Endonuclease V can initiate the repair of deaminated purine bases by recognizing them and hydrolyzing the second phosphodiester bond on their 3′ side. Now the crystal structures of endonuclease V in complex with its substrate and its product reveal a wedge motif acting as a minor groove–damage sensor and a pocket to recognize the lesion; the enzyme remains tightly bound to the 5′ phosphate product, perhaps to hand it over to downstream repair factors.
Triple expansions underlie a number of human disorders. Triplet repeat instability in yeast mutants for the Srs2 and Sgs1 helicases indicate that recombination underlies instability in such a genetic background.
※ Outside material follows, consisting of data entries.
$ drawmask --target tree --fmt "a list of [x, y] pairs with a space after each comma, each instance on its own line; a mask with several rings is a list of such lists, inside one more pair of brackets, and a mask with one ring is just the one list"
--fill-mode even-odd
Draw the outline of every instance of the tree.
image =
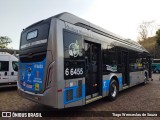
[[0, 36], [0, 49], [7, 48], [7, 45], [11, 43], [12, 40], [7, 36]]
[[156, 31], [156, 40], [157, 40], [158, 46], [160, 46], [160, 29]]
[[145, 41], [149, 36], [152, 36], [153, 31], [156, 29], [154, 21], [143, 21], [139, 25], [139, 38], [138, 41]]

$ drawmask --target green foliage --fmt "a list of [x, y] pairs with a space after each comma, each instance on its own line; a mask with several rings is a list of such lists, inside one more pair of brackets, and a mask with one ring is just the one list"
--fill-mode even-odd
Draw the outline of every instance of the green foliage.
[[7, 45], [11, 43], [12, 40], [7, 36], [0, 36], [0, 49], [7, 48]]
[[139, 43], [151, 54], [153, 58], [160, 59], [160, 46], [157, 45], [156, 36], [149, 37]]
[[157, 40], [158, 46], [160, 46], [160, 29], [156, 31], [156, 40]]

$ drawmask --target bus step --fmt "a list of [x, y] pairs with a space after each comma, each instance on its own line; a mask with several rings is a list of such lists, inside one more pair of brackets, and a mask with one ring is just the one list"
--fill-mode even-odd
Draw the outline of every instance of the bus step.
[[102, 96], [97, 96], [97, 97], [91, 98], [89, 100], [86, 100], [86, 104], [91, 103], [91, 102], [96, 101], [96, 100], [101, 99], [101, 98], [102, 98]]

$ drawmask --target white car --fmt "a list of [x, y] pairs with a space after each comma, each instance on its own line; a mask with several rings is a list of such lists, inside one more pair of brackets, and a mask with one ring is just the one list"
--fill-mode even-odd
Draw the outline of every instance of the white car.
[[6, 52], [0, 52], [0, 87], [16, 86], [18, 80], [18, 59]]

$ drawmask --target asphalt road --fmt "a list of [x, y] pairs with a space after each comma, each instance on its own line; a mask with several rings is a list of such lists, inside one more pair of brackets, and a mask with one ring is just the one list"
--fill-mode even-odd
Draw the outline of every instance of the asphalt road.
[[[80, 111], [160, 111], [159, 77], [160, 74], [153, 74], [153, 79], [154, 79], [153, 81], [150, 81], [145, 86], [138, 85], [120, 92], [118, 98], [113, 102], [110, 102], [107, 98], [103, 98], [101, 100], [98, 100], [96, 102], [90, 103], [85, 106], [74, 107], [65, 110], [66, 111], [79, 111], [79, 110]], [[0, 111], [53, 111], [53, 112], [56, 111], [57, 112], [59, 110], [46, 107], [20, 97], [17, 94], [17, 88], [14, 87], [14, 88], [0, 88]], [[79, 113], [77, 112], [77, 114]], [[74, 119], [80, 119], [80, 118], [77, 117]], [[86, 119], [88, 120], [88, 118]], [[136, 120], [137, 117], [133, 119]], [[145, 119], [149, 120], [150, 117]], [[154, 119], [158, 120], [159, 118], [154, 117]]]

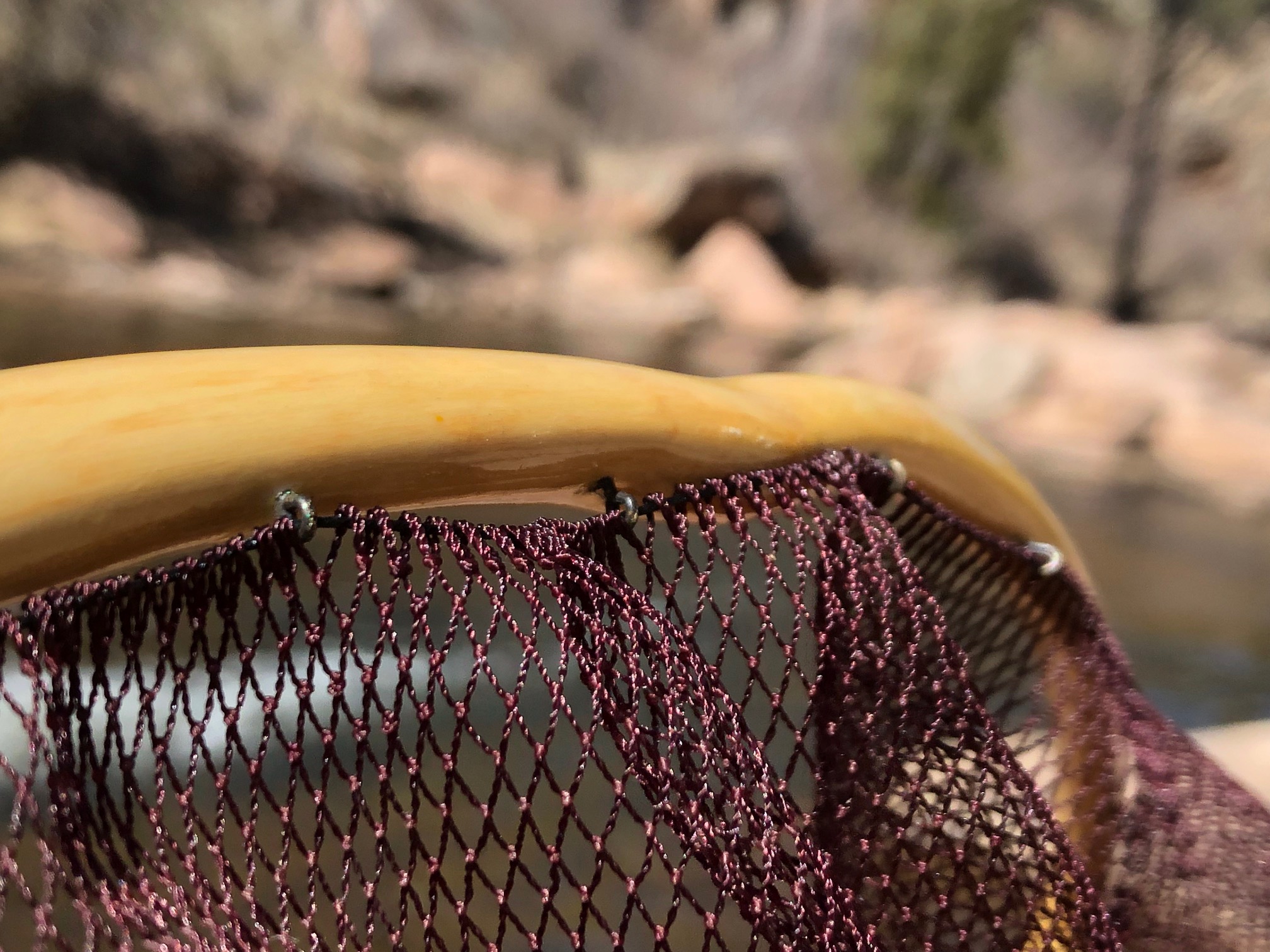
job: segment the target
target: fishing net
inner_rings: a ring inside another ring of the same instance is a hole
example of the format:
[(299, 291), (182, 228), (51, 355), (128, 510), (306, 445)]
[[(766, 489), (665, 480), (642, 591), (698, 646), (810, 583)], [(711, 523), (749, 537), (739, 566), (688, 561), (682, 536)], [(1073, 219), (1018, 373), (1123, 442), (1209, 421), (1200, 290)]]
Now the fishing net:
[(853, 453), (343, 509), (0, 616), (0, 947), (1266, 949), (1069, 572)]

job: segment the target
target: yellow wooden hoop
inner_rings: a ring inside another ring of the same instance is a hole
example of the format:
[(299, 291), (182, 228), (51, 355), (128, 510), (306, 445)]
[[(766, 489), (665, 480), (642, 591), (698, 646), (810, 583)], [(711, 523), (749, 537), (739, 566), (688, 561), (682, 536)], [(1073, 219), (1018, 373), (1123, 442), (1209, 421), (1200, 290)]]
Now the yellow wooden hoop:
[(612, 476), (636, 496), (853, 447), (984, 528), (1052, 542), (1006, 459), (922, 400), (798, 374), (702, 380), (481, 350), (314, 347), (136, 354), (0, 372), (0, 602), (273, 519), (516, 500)]

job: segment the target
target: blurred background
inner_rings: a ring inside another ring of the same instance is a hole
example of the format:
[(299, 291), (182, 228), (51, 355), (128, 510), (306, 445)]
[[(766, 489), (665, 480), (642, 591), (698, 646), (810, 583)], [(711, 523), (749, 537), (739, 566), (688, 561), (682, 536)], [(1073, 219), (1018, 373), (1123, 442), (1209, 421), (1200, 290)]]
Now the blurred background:
[(281, 343), (912, 388), (1270, 718), (1266, 0), (3, 0), (0, 366)]

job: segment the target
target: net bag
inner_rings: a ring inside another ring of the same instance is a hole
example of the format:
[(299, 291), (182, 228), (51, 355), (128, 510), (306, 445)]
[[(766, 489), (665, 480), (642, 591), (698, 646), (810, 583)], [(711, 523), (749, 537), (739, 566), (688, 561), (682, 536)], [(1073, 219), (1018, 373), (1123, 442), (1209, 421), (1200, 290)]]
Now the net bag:
[(1270, 815), (870, 457), (0, 614), (4, 949), (1270, 949)]

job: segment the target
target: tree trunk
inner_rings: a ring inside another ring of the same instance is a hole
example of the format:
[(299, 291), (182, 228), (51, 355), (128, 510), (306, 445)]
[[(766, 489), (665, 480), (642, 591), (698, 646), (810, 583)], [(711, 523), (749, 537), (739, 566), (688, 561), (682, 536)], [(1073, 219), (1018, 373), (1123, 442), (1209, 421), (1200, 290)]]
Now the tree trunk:
[(1111, 260), (1111, 291), (1107, 294), (1111, 315), (1123, 322), (1142, 321), (1149, 316), (1148, 292), (1142, 286), (1142, 260), (1160, 193), (1160, 156), (1168, 99), (1181, 32), (1190, 8), (1190, 0), (1158, 0), (1152, 20), (1147, 88), (1129, 131), (1129, 184), (1120, 212)]

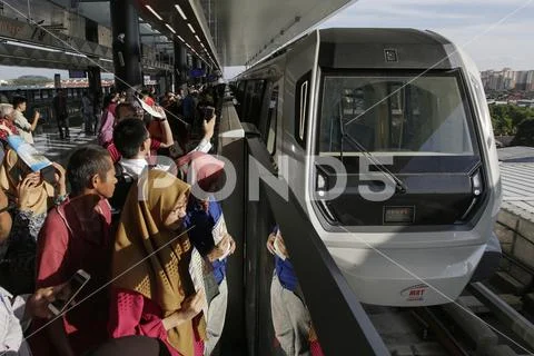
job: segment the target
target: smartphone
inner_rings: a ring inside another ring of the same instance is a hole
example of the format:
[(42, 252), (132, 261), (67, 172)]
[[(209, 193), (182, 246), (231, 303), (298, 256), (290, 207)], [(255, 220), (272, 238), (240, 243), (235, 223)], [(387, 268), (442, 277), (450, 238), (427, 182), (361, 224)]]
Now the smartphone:
[(211, 118), (214, 117), (214, 113), (215, 113), (214, 107), (204, 108), (204, 119), (206, 120), (206, 122), (209, 122), (209, 120), (211, 120)]
[(48, 305), (50, 312), (55, 315), (60, 315), (67, 309), (67, 307), (75, 300), (76, 296), (80, 293), (83, 286), (87, 285), (91, 276), (83, 269), (79, 269), (69, 280), (70, 296), (66, 300), (56, 299)]
[(55, 174), (56, 174), (56, 168), (52, 165), (47, 166), (47, 167), (41, 169), (42, 179), (44, 179), (46, 181), (48, 181), (51, 185), (56, 184)]

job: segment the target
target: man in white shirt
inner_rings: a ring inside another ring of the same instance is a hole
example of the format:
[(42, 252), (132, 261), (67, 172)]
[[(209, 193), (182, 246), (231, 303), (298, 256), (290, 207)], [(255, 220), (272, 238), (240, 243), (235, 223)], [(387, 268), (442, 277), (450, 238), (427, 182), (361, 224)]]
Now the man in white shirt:
[(33, 113), (33, 119), (31, 123), (24, 117), (22, 112), (26, 111), (26, 103), (27, 100), (24, 97), (14, 97), (13, 98), (13, 108), (14, 108), (14, 126), (19, 129), (19, 135), (27, 141), (28, 144), (33, 145), (33, 135), (32, 132), (37, 128), (37, 122), (39, 121), (40, 113), (36, 111)]
[[(164, 117), (162, 120), (167, 118)], [(214, 135), (215, 113), (209, 122), (205, 121), (205, 129), (207, 134), (194, 151), (201, 151), (207, 154), (211, 149), (209, 140)], [(120, 121), (113, 130), (113, 142), (121, 155), (119, 160), (123, 169), (123, 174), (134, 179), (138, 179), (142, 170), (154, 165), (155, 168), (168, 170), (169, 165), (157, 165), (156, 161), (150, 161), (150, 135), (145, 127), (144, 121), (139, 119), (125, 119)]]

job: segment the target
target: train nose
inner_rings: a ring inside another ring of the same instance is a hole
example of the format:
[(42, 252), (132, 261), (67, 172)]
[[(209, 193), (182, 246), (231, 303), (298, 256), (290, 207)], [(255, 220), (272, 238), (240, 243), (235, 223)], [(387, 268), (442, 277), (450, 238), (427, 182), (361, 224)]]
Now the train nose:
[(486, 245), (428, 249), (328, 248), (365, 304), (415, 307), (454, 301)]

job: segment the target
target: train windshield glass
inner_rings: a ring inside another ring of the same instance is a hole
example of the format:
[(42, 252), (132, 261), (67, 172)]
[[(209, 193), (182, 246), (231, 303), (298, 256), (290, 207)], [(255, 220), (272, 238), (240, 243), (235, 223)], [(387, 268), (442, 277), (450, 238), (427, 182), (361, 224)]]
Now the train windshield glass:
[(322, 156), (477, 156), (458, 78), (326, 76)]

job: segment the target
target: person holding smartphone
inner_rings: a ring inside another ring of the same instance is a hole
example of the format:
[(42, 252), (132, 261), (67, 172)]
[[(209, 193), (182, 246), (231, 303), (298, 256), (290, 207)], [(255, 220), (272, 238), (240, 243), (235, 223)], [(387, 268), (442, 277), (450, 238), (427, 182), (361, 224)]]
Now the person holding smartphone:
[(8, 149), (0, 166), (0, 188), (11, 198), (13, 228), (3, 244), (6, 271), (4, 287), (14, 294), (34, 290), (37, 237), (48, 210), (67, 197), (63, 167), (52, 164), (53, 181), (44, 180), (41, 172), (33, 172)]
[(225, 164), (202, 152), (194, 152), (189, 156), (190, 174), (195, 172), (196, 182), (189, 197), (184, 226), (186, 229), (191, 228), (189, 230), (191, 244), (211, 264), (212, 276), (219, 289), (218, 295), (208, 300), (207, 340), (204, 355), (209, 356), (217, 346), (225, 327), (228, 305), (226, 264), (227, 257), (236, 250), (236, 243), (227, 231), (222, 209), (214, 195)]
[[(0, 189), (0, 241), (9, 236), (12, 227), (10, 204), (8, 197)], [(68, 288), (66, 285), (40, 288), (32, 294), (13, 295), (0, 287), (0, 354), (17, 353), (19, 356), (30, 356), (30, 349), (23, 338), (23, 332), (29, 327), (32, 318), (48, 319), (53, 314), (48, 308), (56, 299), (65, 298)]]
[(41, 115), (39, 111), (33, 112), (33, 119), (31, 123), (24, 117), (22, 112), (26, 111), (27, 100), (24, 97), (14, 97), (13, 98), (13, 108), (14, 108), (14, 126), (19, 130), (20, 137), (22, 137), (28, 144), (33, 145), (33, 135), (32, 132), (37, 128), (37, 122)]
[[(52, 208), (37, 244), (38, 288), (69, 281), (83, 269), (89, 283), (79, 293), (85, 299), (30, 339), (36, 356), (72, 356), (107, 338), (109, 283), (113, 239), (110, 236), (115, 167), (106, 149), (85, 146), (72, 152), (67, 167), (69, 197)], [(89, 296), (91, 296), (89, 298)], [(36, 329), (44, 324), (36, 325)]]
[(287, 355), (323, 355), (278, 226), (267, 238), (267, 249), (275, 256), (270, 312), (281, 349)]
Further analysis of replication intermediates indicates that Srs2 is likely to be involved in replication fork reversal within repetitive sequences, a process involved in preventing repeat instability and fragility.
Myosins have roles in many biological processes that go beyond muscle contraction and vesicle transport, including furrowing during cytokinesis, signal transduction and RNA polymerase I–dependent transcription. Studying these various complex processes will require the use of isoform-specific small molecules that alter motor activity. The marine natural product pentabromopseudilin is now shown to act as an allosteric effector of myosin function and potent inhibitor of vertebrate myosin-5a–dependent motor activity.